Table benchmark

  1. Synthetic suite

Runs table detection on every page with default settings and scores the fraction of known table cells (SKU codes and row totals from the ruled tables) recovered. pypdfium2 has no table layer and is excluded.

hexapdf has no built-in table extraction, but it exposes the two primitives the pipeline needs — per-glyph boxes (decode_text_with_positioning) and stroked path segments (Content::Processor). The benchmark/examples/hexapdf_table_extraction.rb reference (~120 lines) builds a minimal lines-based extractor on them, and the hexapdf row below uses it. It is a proof of concept — :lines only, a single snap epsilon, no :text fallback or join tolerances — not a peer of rpdfium’s full pdfplumber port.
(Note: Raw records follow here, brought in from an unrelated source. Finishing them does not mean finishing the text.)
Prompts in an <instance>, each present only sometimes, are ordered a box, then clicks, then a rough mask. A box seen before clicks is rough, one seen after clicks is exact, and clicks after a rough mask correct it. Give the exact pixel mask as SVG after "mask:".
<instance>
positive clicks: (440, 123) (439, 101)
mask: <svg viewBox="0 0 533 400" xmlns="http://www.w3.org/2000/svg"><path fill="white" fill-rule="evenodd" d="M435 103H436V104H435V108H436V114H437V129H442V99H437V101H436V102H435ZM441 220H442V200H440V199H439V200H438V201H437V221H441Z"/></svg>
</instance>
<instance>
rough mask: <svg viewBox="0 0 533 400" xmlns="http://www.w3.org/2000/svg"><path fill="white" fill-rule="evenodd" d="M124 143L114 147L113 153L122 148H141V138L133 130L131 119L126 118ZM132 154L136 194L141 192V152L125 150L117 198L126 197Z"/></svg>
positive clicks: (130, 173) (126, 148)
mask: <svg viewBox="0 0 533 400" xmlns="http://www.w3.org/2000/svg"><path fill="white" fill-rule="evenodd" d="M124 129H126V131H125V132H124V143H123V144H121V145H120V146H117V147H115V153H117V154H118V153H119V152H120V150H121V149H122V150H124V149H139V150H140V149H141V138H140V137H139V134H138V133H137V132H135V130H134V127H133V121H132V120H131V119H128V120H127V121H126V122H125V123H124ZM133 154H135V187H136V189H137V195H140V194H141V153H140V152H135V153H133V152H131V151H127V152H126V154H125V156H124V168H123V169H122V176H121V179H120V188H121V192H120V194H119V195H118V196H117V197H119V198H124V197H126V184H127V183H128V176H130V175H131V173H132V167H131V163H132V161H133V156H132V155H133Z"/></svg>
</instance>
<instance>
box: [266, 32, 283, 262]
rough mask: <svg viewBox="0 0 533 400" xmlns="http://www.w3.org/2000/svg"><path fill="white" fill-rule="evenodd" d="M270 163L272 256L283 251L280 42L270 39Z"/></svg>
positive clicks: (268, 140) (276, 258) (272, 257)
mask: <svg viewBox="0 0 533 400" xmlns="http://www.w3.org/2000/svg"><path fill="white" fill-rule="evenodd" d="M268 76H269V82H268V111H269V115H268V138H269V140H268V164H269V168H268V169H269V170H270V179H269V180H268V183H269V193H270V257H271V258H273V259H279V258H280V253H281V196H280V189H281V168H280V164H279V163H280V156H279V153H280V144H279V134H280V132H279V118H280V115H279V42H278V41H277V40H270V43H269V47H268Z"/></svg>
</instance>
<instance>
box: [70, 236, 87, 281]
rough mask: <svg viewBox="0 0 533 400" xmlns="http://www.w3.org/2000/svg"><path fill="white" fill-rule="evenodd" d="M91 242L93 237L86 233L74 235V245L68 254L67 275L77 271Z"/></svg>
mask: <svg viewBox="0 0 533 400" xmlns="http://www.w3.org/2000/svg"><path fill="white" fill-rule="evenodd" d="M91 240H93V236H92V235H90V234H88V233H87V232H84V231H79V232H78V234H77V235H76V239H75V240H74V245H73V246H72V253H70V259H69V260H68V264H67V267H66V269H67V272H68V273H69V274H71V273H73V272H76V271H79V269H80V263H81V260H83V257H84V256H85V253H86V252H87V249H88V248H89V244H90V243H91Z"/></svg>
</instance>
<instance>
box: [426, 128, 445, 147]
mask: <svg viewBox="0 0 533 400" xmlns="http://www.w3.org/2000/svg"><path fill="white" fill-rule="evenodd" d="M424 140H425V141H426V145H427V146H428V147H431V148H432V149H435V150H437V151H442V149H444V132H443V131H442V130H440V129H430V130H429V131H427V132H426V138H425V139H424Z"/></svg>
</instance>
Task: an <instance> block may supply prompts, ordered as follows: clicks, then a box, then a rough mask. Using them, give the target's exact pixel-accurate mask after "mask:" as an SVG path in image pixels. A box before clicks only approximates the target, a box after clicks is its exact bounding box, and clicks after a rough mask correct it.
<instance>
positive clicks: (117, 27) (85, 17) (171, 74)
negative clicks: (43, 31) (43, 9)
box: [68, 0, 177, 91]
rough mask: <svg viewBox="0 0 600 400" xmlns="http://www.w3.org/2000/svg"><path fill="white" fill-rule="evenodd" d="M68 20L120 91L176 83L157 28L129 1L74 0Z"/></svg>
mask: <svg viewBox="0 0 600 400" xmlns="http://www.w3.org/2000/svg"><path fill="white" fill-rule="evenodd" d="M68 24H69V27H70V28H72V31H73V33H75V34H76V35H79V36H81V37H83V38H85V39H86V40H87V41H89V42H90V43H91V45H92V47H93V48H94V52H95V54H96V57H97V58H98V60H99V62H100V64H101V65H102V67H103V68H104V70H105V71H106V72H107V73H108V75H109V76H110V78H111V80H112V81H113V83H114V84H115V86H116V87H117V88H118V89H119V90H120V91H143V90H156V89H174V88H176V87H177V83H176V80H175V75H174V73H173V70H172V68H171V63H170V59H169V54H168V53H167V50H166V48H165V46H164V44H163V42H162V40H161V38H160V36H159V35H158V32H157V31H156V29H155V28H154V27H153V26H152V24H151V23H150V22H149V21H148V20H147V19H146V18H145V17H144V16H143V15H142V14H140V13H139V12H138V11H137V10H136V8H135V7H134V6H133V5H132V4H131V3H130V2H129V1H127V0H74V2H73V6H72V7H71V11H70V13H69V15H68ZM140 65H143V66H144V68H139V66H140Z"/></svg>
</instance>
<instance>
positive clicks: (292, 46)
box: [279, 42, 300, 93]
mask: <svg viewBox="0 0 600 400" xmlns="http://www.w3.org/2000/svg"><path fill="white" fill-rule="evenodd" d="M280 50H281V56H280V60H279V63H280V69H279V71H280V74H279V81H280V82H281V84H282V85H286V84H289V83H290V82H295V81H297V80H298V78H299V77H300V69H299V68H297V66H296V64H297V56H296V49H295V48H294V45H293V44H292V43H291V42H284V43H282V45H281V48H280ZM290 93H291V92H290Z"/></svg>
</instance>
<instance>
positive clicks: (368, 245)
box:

Apple M-series (arm64, macOS), best of 3 runs after a warm-up. Reproduce with ruby benchmark/run.rb.

Synthetic suite

PDF Library Time Peak RSS Correctness
01_simple.pdf (1 pg, 1 table) rpdfium 15 ms 34 MB 100%
  pdfplumber 17 ms 42 MB 100%
  hexapdf 24 ms 25 MB 100%
02_medium.pdf (6 pg, 6 tables) rpdfium 38 ms 35 MB 100%
  pdfplumber 111 ms 57 MB 100%
  hexapdf 54 ms 25 MB 100%
03_complex.pdf (16 pg, mixed) rpdfium 124 ms 38 MB 100%
  pdfplumber 187 ms 71 MB 100%
  hexapdf 88 ms 26 MB 100%
04_heavy.pdf (60 pg, 60 tables) rpdfium 496 ms 39 MB 100%
  pdfplumber 3.05 s 442 MB 100%
  hexapdf 779 ms 29 MB 100%
05_academic.pdf (520 pg, ~104 ruled tables) rpdfium 15.46 s 104 MB 100%
  pdfplumber 68.04 s 5179 MB 100%
  hexapdf 13.22 s 37 MB 100%

Observations:

  • All three recover 100% of the ruled-table cells on every tier — these are clean generated grids, the easy case. Correctness diverges on real-world tables (dashed rules, partial borders, misaligned cells), which is exactly where rpdfium’s snap/join tolerances and :text fallback earn their cost and the 120-line reference would start dropping cells.
  • rpdfium is the fastest up to the heavy tier (496 ms vs hexapdf’s 779 ms and pdfplumber’s 3.05 s on 04_heavy). Two layers earn this. First, the table/word pipeline pulls chars through a geometry-only fast path that skips the FFI reads and per-char allocation the cell filter never uses. Second, the batch helpers (extract_tables, extract_text) now stream pages — each page is closed the moment its data is read, freeing its native handles and char caches instead of retaining every visited page for the document’s lifetime. Peak RSS on the heavy tier fell from 119 MB to 39 MB and no longer grows with the page count.
  • On the 520-page academic tier the minimal hexapdf reference edges rpdfium out on time (13.22 s vs 15.46 s). At that scale the full pipeline’s per-page cost — borderless :text attempts, rectangle / multi-table search, annotation parsing on figure/footnote-heavy pages — dominates, while the :lines-only reference skips all of it. rpdfium still recovers the same cells and stays ~4.4× faster than pdfplumber while using ~50× less memory (104 MB vs 5.2 GB). hexapdf also leads on 03_complex (88 ms). A fair comparison only on clean ruled grids.
  • rpdfium stays linear and robust: ~5.9× faster than pdfplumber on the heavy tier, ~4.4× on the academic tier, with ~11–50× less memory.
  • 03_complex.pdf also contains borderless tables and a prestamped form — neither counts toward the ground truth (recovering them needs the :text strategy or font filtering, not default settings).